People who get fewer than 6 hours of sleep each night are more likely to catch a cold, researchers are saying.
In what is believed to be the first study of its kind, researchers say people are 4 times more likely to come down with the common cold if they get less than 6 hours of shut-eye per night, compared with those who get at least seven or more hours of sleep. [1]
The study included 164 men and women aged 18 to 55 from the Pittsburgh, Pennsylvania area that were recruited between 2007 to 2011. Participants underwent extensive health screenings, questionnaires, and interviews to determine their levels of stress, their general temperament, and their use of alcohol and tobacco. The scientists measured the participants’ normal sleep habits for a week.
Then, the individuals were sequestered in a hotel, where researchers administered nasal drops containing the miserable but very common cold virus.
The volunteers were monitored for a week and the scientists took daily mucus samples to see if they had become infected.
- Scientists found that those who slept less than 6 hours a night the week before the exposure were 4.2 times more likely to catch the cold compared with those who got more than seven hours of sleep.
- Those who slept less than 5 hours a night were 4.5 times more likely to get sick.
- Those who slept just over 6 hours but less than seven weren’t at increased risk.

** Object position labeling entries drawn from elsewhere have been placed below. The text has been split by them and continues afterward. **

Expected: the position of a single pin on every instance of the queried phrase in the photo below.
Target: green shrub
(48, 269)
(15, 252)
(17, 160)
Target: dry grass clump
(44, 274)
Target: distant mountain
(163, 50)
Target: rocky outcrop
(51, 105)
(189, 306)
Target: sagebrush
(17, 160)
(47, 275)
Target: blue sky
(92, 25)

Aric A. Prather, an assistant professor of psychiatry at the University of California, San Francisco, who is the lead author of the study, explained in the report published online this week in the journal Sleep that the immune system is partly regulated by sleep, and that’s why scientists think a lack of sleep negatively influences immunity.
Previous research found similar results, but in those studies participants reported the number of hours they slept, rather than relying on researchers to actually measure sleep. For this study, scientists used wrist actigraphy, a technology that utilizes a watch-like device with an accelerometer that measures movement and inactivity. The team used this data in combination with participants’ sleep diaries to get a more accurate accounting of sleep.
“This study reinforces the notion that sleep is just as important to your health as diet and exercise,” said Dr. Nathaniel F. Watson, president of the American Academy of Sleep Medicine. “People need to view sleep as a tool to achieve a healthy life, rather than as something that interferes with all their other activities.”
Unfortunately, a lack of sleep is common among Americans. According to a 2013 National Sleep Foundation survey, 1 in 5 adults get less than 5 hours of sleep per work night, on average. The American Academy of Sleep Medicine and the Sleep Research Society said in guidelines released this year that adults should get 7 or more hours of sleep each night.
Less than 7 hours of sleep can lead to weight gain, diabetes, hypertension, heart disease and stroke, depression, ‘significant’ aging of the brain, premature death, as well as “impaired immune function, increased pain, impaired performance, increased errors and greater risk of accidents,” the guidelines state.
On the other hand, sleep can actually help remove toxic waste from the brain. So the bottom line? Get more sleep!